By Sharon Bernstein
SACRAMENTO, Calif. (Reuters) – California will send 500 ventilators to the federal government’s national stockpile for distribution to states – such as New York – that are dealing with an overwhelming surge of COVID-19 cases in their hospitals.
The most populous U.S. state is responding to a request from the Trump Administration, through the Federal Emergency Management Administration (FEMA), to send the ventilators to the federal government rather than to individual states, so they can be distributed to places most in need, Democratic Governor Gavin Newsom said on Monday.
He said California had increased the number of ventilators it had on hand from about 7,500 at the beginning of the coronavirus crisis to more than 11,000, with 500 more due to arrive as soon as Tuesday. The state still needed more, but was in the process of procuring them.
“For all of those reasons and the responsibility, the moral and ethical responsibility of providing resources in real time to those most in need, that’s why we thought it appropriate,” Newsom told a news conference in Sacramento. “If we need them back in a few weeks, we’ll get them back.”
Speaking at a sports arena that will be repurposed to serve as a hospital, Newsom said the ventilators would be loaned to the stockpile, “not given.”
Washington Gov. Jay Inslee said on Sunday his state is returning over 400 of the ventilators it received from the national stockpile to go to states in crisis.
Inslee said weeks of social distancing after his statewide stay-at-home orders had slowed the rate of infections and deaths in the state.
Washington with nearly 8,000 cases and at least 322 deaths from COVID-19, the disease caused by the novel coronavirus sweeping the globe, had the nation’s first coronavirus case in late January.
Cases are also rising more slowly in California than in the U.S. Northeast, officials say.

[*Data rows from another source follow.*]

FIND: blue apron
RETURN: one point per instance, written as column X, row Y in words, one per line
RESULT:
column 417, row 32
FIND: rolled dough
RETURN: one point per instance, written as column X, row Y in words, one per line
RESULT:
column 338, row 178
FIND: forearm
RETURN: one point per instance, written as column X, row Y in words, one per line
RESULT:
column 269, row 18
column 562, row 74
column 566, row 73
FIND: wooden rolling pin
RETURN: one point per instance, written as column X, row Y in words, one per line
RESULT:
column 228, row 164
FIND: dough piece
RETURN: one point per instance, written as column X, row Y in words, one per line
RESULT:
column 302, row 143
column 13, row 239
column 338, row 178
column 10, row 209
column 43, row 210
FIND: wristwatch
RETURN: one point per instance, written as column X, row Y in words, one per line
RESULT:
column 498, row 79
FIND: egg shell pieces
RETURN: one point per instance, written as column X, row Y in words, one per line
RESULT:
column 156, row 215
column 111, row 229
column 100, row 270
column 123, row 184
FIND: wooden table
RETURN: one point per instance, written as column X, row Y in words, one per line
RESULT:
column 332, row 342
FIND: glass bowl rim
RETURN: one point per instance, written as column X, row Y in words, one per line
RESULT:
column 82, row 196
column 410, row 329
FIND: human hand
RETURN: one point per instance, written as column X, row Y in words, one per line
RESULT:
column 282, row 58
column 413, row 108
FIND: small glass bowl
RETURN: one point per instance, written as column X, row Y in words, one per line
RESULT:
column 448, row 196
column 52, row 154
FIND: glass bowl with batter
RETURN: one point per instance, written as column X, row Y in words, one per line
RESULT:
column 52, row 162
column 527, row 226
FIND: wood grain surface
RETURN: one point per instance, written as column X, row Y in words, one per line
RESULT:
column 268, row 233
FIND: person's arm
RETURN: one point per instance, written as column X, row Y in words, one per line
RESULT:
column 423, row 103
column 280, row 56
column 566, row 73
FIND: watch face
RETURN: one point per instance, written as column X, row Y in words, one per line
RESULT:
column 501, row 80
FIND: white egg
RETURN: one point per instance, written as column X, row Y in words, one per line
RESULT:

On Monday, California reported 14,336 cases of COVID-10 and 343 deaths, Newsom said. More than 2,500 people were in hospitals with the disease, 1,085 of them in intensive care.
Newsom insisted the state’s move had nothing to do with controversy over the weekend about the national stockpile, after Jared Kushner, son-in-law and adviser to Republican President Donald Trump, suggested it was for “our” use in an apparent reference to the federal government. Kushner said states should use their own supplies first, and the U.S. Department of Health and Human Services later changed its description of the stockpile to better reflect Kushner’s emphasis.
Newsom said that Robert Fenton, FEMA’s regional administrator for the western United States, persuaded him that the California ventilators would be best put to use by the administrators of the national stockpile, who could determine which states and cities were in the greatest need.
A number of companies, including General Motors, Ford and Virgin Orbit, are working to make additional ventilators, and entrepreneur Elon Musk has said his Tesla electric vehicle company will also supply the desperately needed machines to states and hospitals.
On Monday, Connecticut-based Xerox Holdings Corp. said it would mass-produce ventilators in partnership with Sacramento-based Vortran Medical Technology.